La prévention du risque plomb est bien assurée par les secteurs du patrimoine concernés mais des études scientifiques sont nécessaires au niveau européen
L'enjeu sanitaire est évidemment central pour les sénateurs : le plomb est un polluant bien identifié. L'usage de carburants sans plomb a, heureusement, drastiquement réduit la pollution qui y est liée. Ce matériau reprotoxique est particulièrement nocif, notamment par ingestion, pour les jeunes enfants, les femmes enceintes, les foetus. Ces risques sont connus et pris en charge dans la population générale.
La prévention du risque plomb est une préoccupation de longue date de tous les secteurs du patrimoine . Toutes les entreprises concernées y sont sensibilisées et ont pris les mesures de prévention indispensables en termes d'évaluation de la présence de plomb, avec des protocoles très stricts, en matière d'hygiène, de moyens de protection collective et d'équipements de protection individuelle. Les rapporteurs ont constaté sur un chantier l'importance de ces mesures.
La législation française et le code du travail en particulier prévoient déjà des exigences et un suivi spécifiques en ce qui concerne le plomb en matière de protection de la santé humaine et de l'environnement.
Mais, au niveau européen, il n'existe aucune donnée épidémiologique fiable sur la santé des travailleurs exposés au plomb dans le domaine du patrimoine culturel .
C'est pourquoi les sénateurs appellent à la réalisation d'études spécifiques à ce domaine, au niveau européen et avec un financement adéquat sur les programmes de recherche européens, avec le concours des services de la Commissaire à la Culture.

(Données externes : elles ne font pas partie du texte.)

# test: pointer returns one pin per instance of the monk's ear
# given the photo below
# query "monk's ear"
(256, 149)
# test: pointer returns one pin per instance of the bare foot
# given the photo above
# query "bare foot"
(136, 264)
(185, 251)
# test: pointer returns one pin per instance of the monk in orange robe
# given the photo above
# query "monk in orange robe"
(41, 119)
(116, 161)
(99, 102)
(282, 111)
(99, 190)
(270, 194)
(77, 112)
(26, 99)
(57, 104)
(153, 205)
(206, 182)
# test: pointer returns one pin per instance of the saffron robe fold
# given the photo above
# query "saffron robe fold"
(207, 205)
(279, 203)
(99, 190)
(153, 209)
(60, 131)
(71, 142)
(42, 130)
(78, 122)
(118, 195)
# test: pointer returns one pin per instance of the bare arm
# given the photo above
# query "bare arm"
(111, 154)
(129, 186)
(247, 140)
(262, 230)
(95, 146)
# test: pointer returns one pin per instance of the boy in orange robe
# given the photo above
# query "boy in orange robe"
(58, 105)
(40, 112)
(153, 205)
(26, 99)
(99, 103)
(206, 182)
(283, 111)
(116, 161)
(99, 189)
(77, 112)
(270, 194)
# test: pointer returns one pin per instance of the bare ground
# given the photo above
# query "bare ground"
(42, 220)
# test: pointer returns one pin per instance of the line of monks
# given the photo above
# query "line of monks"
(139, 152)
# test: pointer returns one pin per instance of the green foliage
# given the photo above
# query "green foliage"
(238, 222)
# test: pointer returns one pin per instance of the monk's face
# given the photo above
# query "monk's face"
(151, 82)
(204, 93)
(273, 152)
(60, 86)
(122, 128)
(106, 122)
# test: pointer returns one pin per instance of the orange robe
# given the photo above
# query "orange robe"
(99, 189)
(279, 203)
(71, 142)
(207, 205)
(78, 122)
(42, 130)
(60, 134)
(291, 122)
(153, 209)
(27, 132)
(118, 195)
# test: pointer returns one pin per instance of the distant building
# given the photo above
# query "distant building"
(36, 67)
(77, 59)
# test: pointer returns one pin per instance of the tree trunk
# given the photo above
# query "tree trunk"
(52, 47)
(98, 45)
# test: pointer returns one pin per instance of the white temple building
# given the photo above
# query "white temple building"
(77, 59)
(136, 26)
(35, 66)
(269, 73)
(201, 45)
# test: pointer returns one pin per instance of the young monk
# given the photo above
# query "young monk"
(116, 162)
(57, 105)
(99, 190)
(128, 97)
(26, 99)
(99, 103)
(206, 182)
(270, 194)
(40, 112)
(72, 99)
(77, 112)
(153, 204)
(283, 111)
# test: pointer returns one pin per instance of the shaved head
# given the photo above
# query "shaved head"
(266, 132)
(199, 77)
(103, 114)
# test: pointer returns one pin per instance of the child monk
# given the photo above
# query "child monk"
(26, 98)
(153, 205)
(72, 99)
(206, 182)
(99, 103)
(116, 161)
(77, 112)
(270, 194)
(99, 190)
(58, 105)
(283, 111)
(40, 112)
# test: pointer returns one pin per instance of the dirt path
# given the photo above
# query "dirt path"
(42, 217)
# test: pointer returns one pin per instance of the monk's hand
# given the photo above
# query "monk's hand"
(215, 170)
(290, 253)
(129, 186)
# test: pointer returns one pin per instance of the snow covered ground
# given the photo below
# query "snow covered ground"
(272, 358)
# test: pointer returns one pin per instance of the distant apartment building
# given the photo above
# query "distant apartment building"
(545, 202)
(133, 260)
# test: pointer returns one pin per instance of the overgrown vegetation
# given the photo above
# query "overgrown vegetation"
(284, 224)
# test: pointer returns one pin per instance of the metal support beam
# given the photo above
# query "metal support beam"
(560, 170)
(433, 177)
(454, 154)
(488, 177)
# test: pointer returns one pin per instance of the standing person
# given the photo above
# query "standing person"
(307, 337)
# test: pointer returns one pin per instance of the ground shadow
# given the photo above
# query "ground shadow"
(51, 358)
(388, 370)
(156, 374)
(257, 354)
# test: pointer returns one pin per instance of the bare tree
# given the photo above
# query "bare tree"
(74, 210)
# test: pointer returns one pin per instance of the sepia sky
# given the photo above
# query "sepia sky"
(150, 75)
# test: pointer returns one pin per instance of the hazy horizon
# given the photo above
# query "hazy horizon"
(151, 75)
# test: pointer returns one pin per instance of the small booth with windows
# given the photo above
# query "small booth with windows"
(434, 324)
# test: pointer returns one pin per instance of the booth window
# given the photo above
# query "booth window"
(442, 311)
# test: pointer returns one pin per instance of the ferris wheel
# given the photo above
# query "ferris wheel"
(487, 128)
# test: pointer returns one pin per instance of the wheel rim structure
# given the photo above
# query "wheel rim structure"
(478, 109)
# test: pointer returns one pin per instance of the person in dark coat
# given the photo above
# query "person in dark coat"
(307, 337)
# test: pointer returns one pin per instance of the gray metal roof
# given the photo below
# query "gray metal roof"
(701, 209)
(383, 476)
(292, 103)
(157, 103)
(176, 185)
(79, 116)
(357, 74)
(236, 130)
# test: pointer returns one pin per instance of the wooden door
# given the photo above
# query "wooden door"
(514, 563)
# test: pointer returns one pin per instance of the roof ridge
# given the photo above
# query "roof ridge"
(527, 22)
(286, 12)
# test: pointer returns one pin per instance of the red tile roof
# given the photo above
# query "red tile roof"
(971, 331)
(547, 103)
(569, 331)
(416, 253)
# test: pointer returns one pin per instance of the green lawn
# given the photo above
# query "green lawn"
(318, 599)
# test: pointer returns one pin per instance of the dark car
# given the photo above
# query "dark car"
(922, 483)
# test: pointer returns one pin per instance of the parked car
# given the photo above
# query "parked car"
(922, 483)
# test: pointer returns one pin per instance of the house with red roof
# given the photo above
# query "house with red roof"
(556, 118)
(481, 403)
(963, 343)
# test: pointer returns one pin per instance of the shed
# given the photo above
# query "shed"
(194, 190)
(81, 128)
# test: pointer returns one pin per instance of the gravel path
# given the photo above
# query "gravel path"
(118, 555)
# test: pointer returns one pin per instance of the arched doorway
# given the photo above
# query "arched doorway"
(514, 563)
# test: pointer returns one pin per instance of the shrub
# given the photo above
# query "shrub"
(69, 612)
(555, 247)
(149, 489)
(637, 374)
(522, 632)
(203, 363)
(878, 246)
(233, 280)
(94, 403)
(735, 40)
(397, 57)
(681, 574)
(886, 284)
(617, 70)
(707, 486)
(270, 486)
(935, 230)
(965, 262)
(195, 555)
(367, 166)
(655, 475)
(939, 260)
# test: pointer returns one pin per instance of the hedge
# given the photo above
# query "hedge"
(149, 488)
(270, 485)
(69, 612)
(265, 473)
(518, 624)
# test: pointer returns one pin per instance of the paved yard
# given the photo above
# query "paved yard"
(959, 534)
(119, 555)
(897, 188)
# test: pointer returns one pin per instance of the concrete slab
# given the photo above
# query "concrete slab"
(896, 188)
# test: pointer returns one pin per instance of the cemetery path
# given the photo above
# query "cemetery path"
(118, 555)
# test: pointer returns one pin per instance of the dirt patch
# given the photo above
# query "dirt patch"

Pour une exception « plomb » ou un protocole européen dédié au patrimoine, préférable à l'hypothèse d'une révision du règlement « REACH »
Des règles, des outils, des bonnes pratiques existent qui pourraient être traduites dans un Protocole européen de prévention du risque plomb sur les chantiers des monuments historiques , sur le fondement des protocoles instaurés récemment sur les chantiers français (Paris, Nantes, Rouen, Clermont-Ferrand).
Pour les sénateurs, cette voie est bien préférable à une révision du règlement « REACH ».
Si la Commission européenne jugeait toutefois nécessaire de durcir les règles d'usage du plomb dans le secteur industriel, elle pourrait recourir à d'autres législations européennes existant dans le champ du travail ou de la santé, en veillant à bien exempter les filières patrimoniales de nouvelles dispositions.